The two anomalous chicks were genetically related to the female that laid their eggs, but neither was genetically related to a male, meaning both were biologically fatherless, the alliance said.

“It just hit us in the face. We only confirmed it because of the normal genetic studies we do to prove parentage,” Oliver Ryder, the alliance’s director of conservation genetics, said in a news release.

“Our results showed that both eggs possessed the expected male ZZ sex chromosomes, but all markers were only inherited from their dams (mothers), verifying our findings.”

One chick died in 2003 shortly before its second birthday; the other died in 2017 days before it turned 8, researchers said.

For vertebrates, asexual reproduction, or parthenogenesis, is rare but hardly novel.
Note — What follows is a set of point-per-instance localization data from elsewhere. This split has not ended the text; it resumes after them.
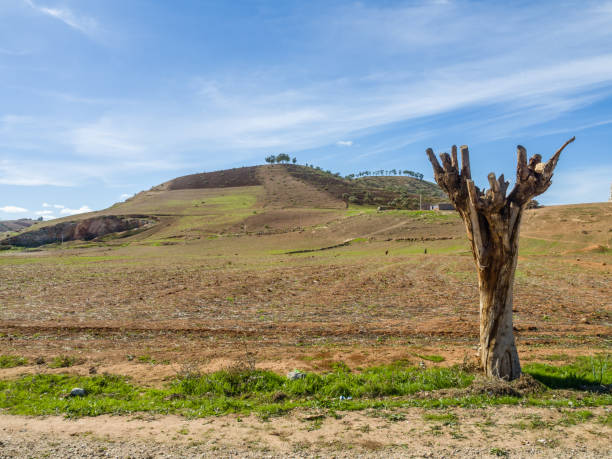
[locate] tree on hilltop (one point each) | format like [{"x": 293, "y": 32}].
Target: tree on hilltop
[
  {"x": 492, "y": 221},
  {"x": 283, "y": 158}
]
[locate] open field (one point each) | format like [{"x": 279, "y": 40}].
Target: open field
[{"x": 243, "y": 276}]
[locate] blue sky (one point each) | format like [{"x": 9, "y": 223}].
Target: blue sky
[{"x": 102, "y": 99}]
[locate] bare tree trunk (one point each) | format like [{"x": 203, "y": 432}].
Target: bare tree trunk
[{"x": 492, "y": 222}]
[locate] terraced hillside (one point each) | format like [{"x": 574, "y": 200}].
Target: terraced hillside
[{"x": 248, "y": 199}]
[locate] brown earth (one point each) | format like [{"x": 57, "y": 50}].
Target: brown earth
[{"x": 505, "y": 431}]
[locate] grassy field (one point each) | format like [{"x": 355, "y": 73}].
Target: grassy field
[{"x": 204, "y": 313}]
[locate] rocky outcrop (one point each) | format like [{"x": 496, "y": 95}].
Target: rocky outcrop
[
  {"x": 16, "y": 225},
  {"x": 83, "y": 230}
]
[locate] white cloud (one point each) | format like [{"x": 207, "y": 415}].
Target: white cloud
[
  {"x": 13, "y": 209},
  {"x": 83, "y": 24},
  {"x": 585, "y": 184},
  {"x": 81, "y": 210}
]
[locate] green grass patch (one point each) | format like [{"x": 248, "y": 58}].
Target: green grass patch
[
  {"x": 582, "y": 373},
  {"x": 12, "y": 361},
  {"x": 243, "y": 391},
  {"x": 64, "y": 361},
  {"x": 431, "y": 358}
]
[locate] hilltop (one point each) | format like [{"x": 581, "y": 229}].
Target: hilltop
[
  {"x": 16, "y": 225},
  {"x": 258, "y": 198}
]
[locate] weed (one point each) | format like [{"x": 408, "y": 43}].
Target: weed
[
  {"x": 446, "y": 419},
  {"x": 11, "y": 361},
  {"x": 431, "y": 358},
  {"x": 64, "y": 361}
]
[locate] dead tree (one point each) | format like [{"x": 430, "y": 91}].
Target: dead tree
[{"x": 492, "y": 221}]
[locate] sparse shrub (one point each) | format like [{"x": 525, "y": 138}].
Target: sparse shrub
[
  {"x": 64, "y": 361},
  {"x": 11, "y": 361}
]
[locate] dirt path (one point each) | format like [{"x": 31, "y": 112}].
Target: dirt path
[{"x": 506, "y": 431}]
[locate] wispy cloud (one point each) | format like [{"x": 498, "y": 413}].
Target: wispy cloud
[
  {"x": 43, "y": 213},
  {"x": 80, "y": 210},
  {"x": 84, "y": 24},
  {"x": 579, "y": 185},
  {"x": 13, "y": 209},
  {"x": 13, "y": 52}
]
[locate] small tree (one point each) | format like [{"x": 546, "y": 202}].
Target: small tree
[
  {"x": 492, "y": 221},
  {"x": 283, "y": 158}
]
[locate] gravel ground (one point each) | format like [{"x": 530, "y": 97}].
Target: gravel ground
[{"x": 23, "y": 447}]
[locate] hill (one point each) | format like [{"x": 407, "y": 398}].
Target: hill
[
  {"x": 16, "y": 225},
  {"x": 256, "y": 199}
]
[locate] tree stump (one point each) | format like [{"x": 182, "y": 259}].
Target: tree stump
[{"x": 492, "y": 221}]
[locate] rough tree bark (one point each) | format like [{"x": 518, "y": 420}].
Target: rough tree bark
[{"x": 492, "y": 221}]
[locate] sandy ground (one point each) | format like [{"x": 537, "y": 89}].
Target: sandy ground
[{"x": 489, "y": 432}]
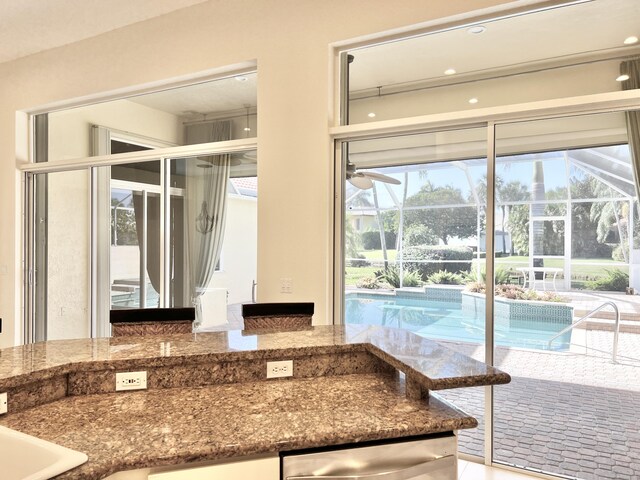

It is seen in some species of fish and reptiles, and scientists believe it can be a response to isolation from any male partners.

In birds, asexual reproduction has been recorded rarely, and mainly in domestic turkeys and chickens separated from males, researchers said in the Journal of Heredity report.

Scientists also saw the beginnings of asexual reproduction in finches in a 2008 study, and in domestic pigeons in a 1924 study — but the eggs did not hatch, the journal report reads.

Researchers believe the condor findings stand out, when compared to other instances in birds.

“Unlike other examples of avian parthenogenesis, these two occurrences are not explained by the absence of a suitable male,” Cynthia Steiner, associate director of the alliance’s conservation research division, said.

California condors have long been considered endangered. About 200 adults are known to be in the wild, the International Union for Conservation of Nature says.

The San Diego Zoo Wildlife Alliance, a nonprofit conservation organization at the San Diego Zoo and the San Diego Zoo Safari Park, says it hopes to identify other cases of asexual reproduction.

“These findings now raise questions about whether this might occur undetected in other species,” Ryder said.